任务是完成了,我的好奇心又被勾起来了。准备发挥“格物致知”的信念,把我认为的ACPI各方面的知识,好好地捋一捋。
1 大致规划
这次的ACPI探索的博客,估计会有不少篇章。准备从三个角度来了解ACPI的知识,包括UEFI的角度、操作系统的角度和ACPI规范的角度。
内容的编排不会那么规范,想到哪里就写到哪里,大致的计划如下:
1) UEFI配置表中的ACPI;
2) ACPI规范简介;
3) 使用UEFI Protocol分析AML Code;
4) ShellPkg中的acpiview
5) EDK2中对ACPI的实现
6) 独立于操作系统的ACPICA
7) Windows/Linux下使用ACPI分析工具
8) 其他ACPI相关课题
ACPI作为独立于操作系统的一套底层规范,在现代操作系统中发挥了巨大的作用。目前其规范已经移交给UEFI官网维护,可以在UEFI.org上下载各版本的规范文档。
本篇先借用好友lab-z博客中的方法,通过UEFI配置表,找到ACPI相关的各种表格,博客地址如下:http://www.lab-z.com/studsdt/
2 UEFI Configuration Table(配置表)
UEF Configuration Talbe的指针,包含在System Talbe中。作为UEFI的基础架构,System Table的使用贯穿了UEFI Application和UEFI driver的整个开发阶段。每个基本的UEFI模块,其入口参数中就包含了System Table。
typedef
EFI_STATUS
(EFIAPI *EFI_IMAGE_ENTRY_POINT) (
IN EFI_HANDLE ImageHandle,
IN EFI_SYSTEM_TABLE *SystemTable
);查看下EFI_SYSTEM_TABLE的结构体:(refer to MdePkg\Include\Uefi\UefiSpec.h)
typedef struct {
EFI_TABLE_HEADER Hdr; /// The table header for the EFI System Table.
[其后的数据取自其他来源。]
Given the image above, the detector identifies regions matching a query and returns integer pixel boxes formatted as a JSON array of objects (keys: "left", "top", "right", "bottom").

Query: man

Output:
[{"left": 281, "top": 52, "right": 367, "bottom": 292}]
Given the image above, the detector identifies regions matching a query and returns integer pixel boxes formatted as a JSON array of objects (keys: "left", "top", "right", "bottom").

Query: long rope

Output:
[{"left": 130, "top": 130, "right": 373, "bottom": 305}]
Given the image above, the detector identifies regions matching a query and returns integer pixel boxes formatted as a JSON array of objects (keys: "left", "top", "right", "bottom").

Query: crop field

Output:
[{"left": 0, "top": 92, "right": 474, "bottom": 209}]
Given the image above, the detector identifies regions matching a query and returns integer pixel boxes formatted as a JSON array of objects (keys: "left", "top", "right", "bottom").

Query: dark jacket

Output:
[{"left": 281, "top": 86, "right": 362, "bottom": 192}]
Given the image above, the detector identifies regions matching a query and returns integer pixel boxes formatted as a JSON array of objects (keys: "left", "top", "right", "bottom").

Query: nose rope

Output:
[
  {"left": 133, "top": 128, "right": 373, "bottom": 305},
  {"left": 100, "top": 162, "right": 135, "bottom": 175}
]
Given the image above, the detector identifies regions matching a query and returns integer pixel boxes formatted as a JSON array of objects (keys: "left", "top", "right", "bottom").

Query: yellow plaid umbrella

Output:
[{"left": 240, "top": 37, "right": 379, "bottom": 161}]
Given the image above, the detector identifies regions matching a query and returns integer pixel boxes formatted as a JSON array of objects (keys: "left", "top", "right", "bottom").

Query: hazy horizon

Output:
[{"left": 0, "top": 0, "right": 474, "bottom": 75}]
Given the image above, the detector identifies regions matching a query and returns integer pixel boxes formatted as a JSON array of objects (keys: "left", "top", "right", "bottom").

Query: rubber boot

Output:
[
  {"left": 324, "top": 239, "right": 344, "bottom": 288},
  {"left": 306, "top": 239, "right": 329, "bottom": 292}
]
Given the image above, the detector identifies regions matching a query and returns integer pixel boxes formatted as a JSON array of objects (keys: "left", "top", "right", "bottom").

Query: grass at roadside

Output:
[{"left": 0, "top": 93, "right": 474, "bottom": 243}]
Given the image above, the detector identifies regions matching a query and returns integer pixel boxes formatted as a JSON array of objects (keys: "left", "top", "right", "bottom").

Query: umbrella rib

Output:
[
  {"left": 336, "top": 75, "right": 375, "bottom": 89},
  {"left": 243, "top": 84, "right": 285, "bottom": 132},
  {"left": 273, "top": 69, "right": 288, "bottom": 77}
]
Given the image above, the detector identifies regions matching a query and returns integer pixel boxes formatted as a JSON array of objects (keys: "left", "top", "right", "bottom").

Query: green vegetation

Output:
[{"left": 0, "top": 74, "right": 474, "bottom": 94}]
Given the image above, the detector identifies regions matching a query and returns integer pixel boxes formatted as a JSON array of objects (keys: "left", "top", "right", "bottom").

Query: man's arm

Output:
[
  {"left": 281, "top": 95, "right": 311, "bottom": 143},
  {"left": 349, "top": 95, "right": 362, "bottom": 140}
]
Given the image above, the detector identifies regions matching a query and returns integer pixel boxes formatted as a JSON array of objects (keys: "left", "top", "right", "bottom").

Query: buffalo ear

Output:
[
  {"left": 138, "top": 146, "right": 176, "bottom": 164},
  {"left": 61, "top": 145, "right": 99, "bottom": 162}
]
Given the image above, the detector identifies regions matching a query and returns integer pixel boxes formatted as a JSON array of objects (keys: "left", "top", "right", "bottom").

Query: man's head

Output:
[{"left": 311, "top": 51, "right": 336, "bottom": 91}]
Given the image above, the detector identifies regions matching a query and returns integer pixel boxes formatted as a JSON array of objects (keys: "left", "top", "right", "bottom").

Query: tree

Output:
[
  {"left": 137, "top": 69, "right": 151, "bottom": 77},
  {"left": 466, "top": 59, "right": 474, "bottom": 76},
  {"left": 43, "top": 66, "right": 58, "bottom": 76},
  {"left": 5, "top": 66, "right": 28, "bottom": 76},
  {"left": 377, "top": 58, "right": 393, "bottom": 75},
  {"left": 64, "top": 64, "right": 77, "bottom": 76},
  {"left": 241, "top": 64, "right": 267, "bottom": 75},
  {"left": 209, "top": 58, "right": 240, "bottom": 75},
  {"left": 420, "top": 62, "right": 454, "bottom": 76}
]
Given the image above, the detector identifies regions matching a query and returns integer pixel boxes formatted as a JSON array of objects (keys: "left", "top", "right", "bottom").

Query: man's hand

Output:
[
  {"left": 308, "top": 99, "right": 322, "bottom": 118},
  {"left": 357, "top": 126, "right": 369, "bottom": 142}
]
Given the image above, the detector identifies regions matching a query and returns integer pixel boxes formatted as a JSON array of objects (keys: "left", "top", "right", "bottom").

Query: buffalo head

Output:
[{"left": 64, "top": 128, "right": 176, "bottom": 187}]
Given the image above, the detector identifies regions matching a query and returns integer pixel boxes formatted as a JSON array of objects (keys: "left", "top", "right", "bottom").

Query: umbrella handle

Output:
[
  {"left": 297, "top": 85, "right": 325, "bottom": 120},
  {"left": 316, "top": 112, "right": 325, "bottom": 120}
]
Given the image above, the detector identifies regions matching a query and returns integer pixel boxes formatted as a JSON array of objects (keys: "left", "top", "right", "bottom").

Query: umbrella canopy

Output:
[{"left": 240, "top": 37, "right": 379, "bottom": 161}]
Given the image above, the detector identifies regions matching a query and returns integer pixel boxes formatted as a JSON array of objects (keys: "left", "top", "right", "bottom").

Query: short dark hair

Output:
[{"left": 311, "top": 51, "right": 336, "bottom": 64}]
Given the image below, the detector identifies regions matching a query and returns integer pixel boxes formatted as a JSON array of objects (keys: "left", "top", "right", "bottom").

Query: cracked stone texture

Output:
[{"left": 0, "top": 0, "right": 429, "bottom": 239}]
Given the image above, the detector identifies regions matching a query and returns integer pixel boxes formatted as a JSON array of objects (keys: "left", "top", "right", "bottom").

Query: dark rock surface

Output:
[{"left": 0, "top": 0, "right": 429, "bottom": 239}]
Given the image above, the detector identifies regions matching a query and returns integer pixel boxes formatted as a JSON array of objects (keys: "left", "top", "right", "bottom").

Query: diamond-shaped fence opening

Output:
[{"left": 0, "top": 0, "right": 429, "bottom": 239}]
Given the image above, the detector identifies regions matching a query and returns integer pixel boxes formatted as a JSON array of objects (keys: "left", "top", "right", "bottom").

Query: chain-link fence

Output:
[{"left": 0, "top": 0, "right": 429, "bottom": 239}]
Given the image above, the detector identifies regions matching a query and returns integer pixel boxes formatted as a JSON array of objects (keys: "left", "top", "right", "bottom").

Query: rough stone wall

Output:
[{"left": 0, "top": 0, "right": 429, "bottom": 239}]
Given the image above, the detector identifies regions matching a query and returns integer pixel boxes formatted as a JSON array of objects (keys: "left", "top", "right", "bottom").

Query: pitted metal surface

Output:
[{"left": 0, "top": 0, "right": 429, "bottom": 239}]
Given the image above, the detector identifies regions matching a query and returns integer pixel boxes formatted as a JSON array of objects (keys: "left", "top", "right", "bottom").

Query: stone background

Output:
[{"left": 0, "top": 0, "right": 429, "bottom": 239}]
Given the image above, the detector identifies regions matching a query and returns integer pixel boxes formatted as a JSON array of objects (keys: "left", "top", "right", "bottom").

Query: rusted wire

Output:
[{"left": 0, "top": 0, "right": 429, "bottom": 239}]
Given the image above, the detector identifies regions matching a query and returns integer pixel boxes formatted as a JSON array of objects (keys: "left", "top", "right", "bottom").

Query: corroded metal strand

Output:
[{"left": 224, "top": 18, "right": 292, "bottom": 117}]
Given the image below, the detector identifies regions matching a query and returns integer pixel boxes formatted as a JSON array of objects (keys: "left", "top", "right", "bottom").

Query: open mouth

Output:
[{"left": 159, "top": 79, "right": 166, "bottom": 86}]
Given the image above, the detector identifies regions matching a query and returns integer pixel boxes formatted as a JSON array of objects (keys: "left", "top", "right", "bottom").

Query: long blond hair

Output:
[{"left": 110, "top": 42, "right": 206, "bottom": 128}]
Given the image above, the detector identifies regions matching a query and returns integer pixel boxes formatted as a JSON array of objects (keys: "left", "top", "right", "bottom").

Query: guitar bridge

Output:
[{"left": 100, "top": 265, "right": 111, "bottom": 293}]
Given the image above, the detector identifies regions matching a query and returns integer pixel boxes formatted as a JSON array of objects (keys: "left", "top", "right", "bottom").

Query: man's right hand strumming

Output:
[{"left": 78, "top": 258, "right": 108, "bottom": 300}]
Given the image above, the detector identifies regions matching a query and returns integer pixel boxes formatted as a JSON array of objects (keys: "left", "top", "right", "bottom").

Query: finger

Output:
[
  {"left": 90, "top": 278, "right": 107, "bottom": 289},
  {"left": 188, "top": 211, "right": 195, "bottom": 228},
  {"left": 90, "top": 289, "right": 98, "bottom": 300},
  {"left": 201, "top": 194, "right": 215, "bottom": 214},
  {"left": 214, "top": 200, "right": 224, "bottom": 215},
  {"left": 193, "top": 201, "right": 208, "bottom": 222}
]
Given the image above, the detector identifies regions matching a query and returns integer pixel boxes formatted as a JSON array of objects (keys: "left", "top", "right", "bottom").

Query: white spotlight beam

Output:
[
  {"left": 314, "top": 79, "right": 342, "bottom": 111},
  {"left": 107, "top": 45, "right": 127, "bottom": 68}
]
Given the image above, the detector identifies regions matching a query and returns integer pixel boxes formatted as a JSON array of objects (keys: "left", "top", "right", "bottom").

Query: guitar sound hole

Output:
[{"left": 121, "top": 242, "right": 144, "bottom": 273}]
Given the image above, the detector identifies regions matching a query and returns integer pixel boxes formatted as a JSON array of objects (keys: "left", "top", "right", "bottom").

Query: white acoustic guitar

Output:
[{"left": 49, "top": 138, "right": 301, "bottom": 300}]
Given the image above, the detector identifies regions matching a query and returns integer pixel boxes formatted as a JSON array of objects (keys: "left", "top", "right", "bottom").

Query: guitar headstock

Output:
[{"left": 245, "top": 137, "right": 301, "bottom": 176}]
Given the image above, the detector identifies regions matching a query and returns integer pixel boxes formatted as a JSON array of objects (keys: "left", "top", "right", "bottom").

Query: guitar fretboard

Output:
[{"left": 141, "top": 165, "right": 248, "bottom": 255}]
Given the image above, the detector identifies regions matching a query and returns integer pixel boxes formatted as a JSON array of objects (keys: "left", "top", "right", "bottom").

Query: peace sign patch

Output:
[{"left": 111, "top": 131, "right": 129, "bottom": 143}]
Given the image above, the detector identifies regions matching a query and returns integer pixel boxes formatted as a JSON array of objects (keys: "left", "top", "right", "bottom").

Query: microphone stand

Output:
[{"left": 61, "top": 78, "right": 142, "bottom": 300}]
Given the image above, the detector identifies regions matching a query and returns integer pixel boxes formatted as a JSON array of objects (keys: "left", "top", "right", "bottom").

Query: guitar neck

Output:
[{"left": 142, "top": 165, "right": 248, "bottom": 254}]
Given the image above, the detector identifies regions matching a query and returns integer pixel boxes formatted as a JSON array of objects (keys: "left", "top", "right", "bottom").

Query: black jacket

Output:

CHAR16 *FirmwareVendor; /// A pointer to a null terminated string that identifies the vendor
/// that produces the system firmware for the platform.
UINT32 FirmwareRevision; /// A firmware vendor specific value that identifies the revision
/// of the system firmware for the platform.
EFI_HANDLE ConsoleInHandle; /// The handle for the active console input device. This handle must support
/// EFI_SIMPLE_TEXT_INPUT_PROTOCOL and EFI_SIMPLE_TEXT_INPUT_EX_PROTOCOL.
EFI_SIMPLE_TEXT_INPUT_PROTOCOL *ConIn; /// A pointer to the EFI_SIMPLE_TEXT_INPUT_PROTOCOL interface that is
/// associated with ConsoleInHandle.
EFI_HANDLE ConsoleOutHandle; /// The handle for the active console output device.
EFI_SIMPLE_TEXT_OUTPUT_PROTOCOL *ConOut; /// A pointer to the EFI_SIMPLE_TEXT_OUTPUT_PROTOCOL interface
/// that is associated with ConsoleOutHandle.
EFI_HANDLE StandardErrorHandle; /// The handle for the active standard error console device.
/// This handle must support the EFI_SIMPLE_TEXT_OUTPUT_PROTOCOL.
EFI_SIMPLE_TEXT_OUTPUT_PROTOCOL *StdErr; /// A pointer to the EFI_SIMPLE_TEXT_OUTPUT_PROTOCOL interface
/// that is associated with StandardErrorHandle.
EFI_RUNTIME_SERVICES *RuntimeServices; /// A pointer to the EFI Runtime Services Table.
EFI_BOOT_SERVICES *BootServices; /// A pointer to the EFI Boot Services Table.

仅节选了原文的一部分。